What is $\Delta(1)$ for $1$ in $U(\mathfrak{g})$? Let $\mathfrak{g}$ be a semisimple Lie algebra and $U(\mathfrak{g})$ its universal enveloping algebra. Then $U(\mathfrak{g})$ is a hopf algebra. Is $\Delta(1) = 1 \otimes 1$ or $\Delta(1) = 1 \otimes 1 + 1 \otimes 1$? Here $1$ is the identity in $U(\mathfrak{g})$. Thank you very much.
 A: One of the axioms of a bialgebra $B$ (in particular a Hopf algebra) is:

(taken from Wikipedia: in their notation $K$ is the base field and $B$ is the bialgebra).
Here $\eta$ is the unit and $\Delta$ is coproduct.
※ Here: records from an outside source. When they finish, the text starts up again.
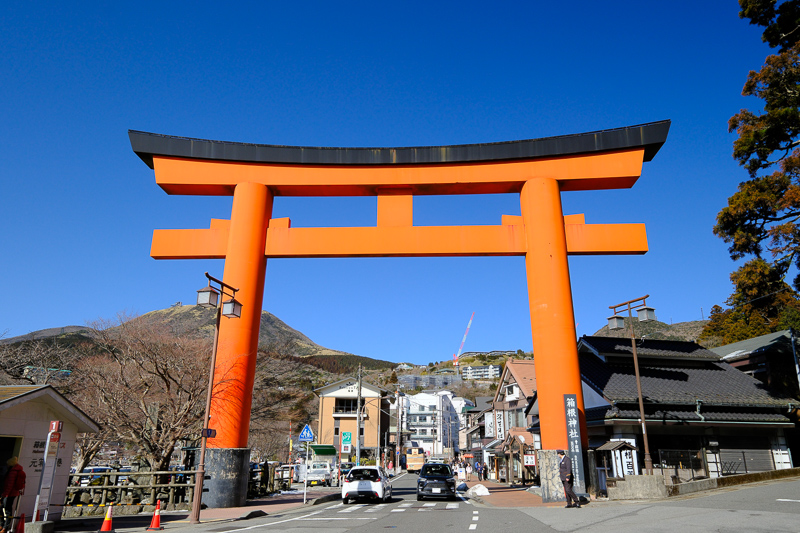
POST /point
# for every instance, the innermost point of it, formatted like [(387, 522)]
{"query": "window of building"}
[(347, 406)]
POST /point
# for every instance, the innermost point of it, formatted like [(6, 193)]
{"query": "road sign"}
[(306, 435)]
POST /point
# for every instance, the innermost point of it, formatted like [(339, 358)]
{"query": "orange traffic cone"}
[(107, 522), (21, 524), (155, 524)]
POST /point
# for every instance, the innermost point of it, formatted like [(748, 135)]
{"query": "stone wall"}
[(638, 488)]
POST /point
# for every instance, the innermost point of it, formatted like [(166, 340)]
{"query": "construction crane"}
[(460, 348)]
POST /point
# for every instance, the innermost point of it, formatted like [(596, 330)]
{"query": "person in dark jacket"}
[(567, 478), (13, 486)]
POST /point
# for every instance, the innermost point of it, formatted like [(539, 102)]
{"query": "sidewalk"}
[(502, 495), (272, 505)]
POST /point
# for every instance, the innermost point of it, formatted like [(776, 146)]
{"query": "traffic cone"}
[(155, 524), (107, 522)]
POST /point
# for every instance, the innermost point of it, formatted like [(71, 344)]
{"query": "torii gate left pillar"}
[(539, 170)]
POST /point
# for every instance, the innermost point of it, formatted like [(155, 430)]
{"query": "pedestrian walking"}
[(13, 486), (567, 478)]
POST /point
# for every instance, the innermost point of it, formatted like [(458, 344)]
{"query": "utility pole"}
[(358, 419)]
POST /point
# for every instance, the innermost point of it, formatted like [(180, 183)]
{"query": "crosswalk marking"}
[(367, 508), (376, 508), (353, 508)]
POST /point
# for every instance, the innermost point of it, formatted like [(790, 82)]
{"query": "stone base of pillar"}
[(229, 469), (552, 488)]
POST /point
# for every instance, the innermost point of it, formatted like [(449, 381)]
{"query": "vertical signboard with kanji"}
[(574, 440), (42, 502), (498, 420)]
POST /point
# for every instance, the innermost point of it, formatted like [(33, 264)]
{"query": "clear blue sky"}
[(79, 208)]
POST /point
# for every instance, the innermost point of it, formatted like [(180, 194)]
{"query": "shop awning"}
[(613, 445)]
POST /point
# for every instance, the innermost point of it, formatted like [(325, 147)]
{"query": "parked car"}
[(319, 476), (85, 481), (283, 476), (436, 480), (366, 482)]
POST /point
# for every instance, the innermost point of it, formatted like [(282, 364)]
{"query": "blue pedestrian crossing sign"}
[(306, 435)]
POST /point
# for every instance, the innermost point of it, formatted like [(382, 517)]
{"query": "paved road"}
[(762, 507)]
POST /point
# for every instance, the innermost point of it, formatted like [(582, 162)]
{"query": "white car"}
[(366, 482)]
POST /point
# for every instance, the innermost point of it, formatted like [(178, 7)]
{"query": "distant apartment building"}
[(430, 419), (436, 381)]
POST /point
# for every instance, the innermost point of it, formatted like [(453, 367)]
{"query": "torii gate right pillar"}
[(550, 300)]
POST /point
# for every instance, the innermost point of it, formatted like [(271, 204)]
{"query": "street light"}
[(617, 322), (208, 297)]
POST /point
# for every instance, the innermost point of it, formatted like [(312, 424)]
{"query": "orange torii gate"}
[(539, 170)]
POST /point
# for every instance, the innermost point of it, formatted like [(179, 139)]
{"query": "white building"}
[(480, 372), (461, 405), (432, 421)]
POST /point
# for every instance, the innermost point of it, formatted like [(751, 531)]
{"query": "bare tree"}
[(145, 385)]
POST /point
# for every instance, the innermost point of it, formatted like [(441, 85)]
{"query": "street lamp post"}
[(209, 297), (617, 322)]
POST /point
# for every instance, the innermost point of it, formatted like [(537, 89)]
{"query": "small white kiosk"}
[(26, 412)]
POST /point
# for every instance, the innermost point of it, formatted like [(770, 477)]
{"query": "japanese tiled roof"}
[(525, 374), (777, 341), (13, 391), (647, 348), (676, 381)]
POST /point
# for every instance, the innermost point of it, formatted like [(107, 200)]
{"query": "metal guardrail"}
[(115, 486)]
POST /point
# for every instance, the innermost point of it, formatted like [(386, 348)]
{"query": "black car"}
[(436, 480)]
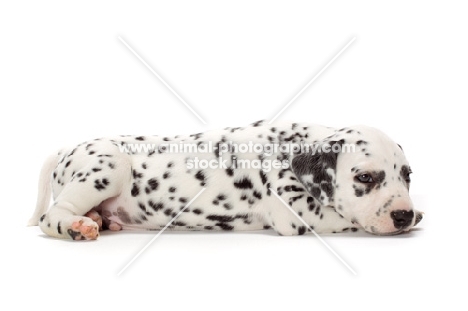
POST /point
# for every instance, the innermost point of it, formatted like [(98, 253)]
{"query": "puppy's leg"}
[(89, 186)]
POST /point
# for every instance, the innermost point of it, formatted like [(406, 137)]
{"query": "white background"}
[(65, 77)]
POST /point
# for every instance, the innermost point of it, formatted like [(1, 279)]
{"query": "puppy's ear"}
[(316, 168)]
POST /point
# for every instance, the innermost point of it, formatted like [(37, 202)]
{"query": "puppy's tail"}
[(45, 189)]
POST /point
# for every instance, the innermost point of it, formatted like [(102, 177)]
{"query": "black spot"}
[(301, 230), (74, 234), (257, 194), (153, 184), (258, 123), (221, 218), (201, 177), (156, 206), (263, 177), (100, 184), (135, 190), (197, 211), (243, 183), (136, 175), (225, 226)]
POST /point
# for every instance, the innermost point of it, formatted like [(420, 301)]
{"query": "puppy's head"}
[(364, 175)]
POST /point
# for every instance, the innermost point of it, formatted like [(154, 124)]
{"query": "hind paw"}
[(84, 229)]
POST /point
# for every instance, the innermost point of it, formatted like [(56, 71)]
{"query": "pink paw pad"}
[(80, 231)]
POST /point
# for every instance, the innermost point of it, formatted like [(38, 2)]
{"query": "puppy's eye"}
[(364, 178)]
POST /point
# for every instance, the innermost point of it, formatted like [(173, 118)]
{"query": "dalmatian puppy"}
[(139, 183)]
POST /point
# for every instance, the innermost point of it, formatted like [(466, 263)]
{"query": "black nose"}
[(401, 218)]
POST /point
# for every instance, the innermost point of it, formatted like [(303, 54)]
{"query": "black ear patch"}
[(316, 170)]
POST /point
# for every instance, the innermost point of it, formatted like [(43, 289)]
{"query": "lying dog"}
[(336, 180)]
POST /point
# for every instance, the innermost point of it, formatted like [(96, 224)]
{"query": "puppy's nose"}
[(402, 218)]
In plain words, $\eta(\lambda \in K) = \lambda 1_B$. By the commutativity of the diagram, $$\Delta(1_B) = \Delta(\eta(1_K)) = (\eta \otimes \eta)(1_K \otimes 1_K) = 1_B \otimes 1_B.$$
As Hanno says you can interpret that by remembering that $\Delta$ is a algebra homomorphism in a bialgebra, so it has to preserve the unit.
The equation $\Delta(x) = 1 \otimes x + x \otimes 1$ is only valid for the elements of $\mathfrak{g}$ in $U(\mathfrak{g})$. Such an element is called a primitive element. You should be very careful when computing the coproduct in $U(\mathfrak{g})$, because it's tempting to believe that since $\Delta(x) = 1 \otimes x + x \otimes 1$ on generators, the same holds true for every element. That's not the case. The rule to use is again that $\Delta$ is a algebra homomorphism, so for example if $x, y \in \mathfrak{g}$,
$$\Delta(xy) = \Delta(x) \Delta(y) = (1 \otimes x + x \otimes 1) (1 \otimes y + y \otimes 1) = 1 \otimes xy + x \otimes y + y \otimes x + xy \otimes 1.$$
And a similar pattern holds true for products with more terms.
A: On my master thesis two year ago, i think i used  $\Delta(1) = 1 \otimes 1 + 1 \otimes 1$. By a fast googling, i found the same on wiki.
I hope that helps.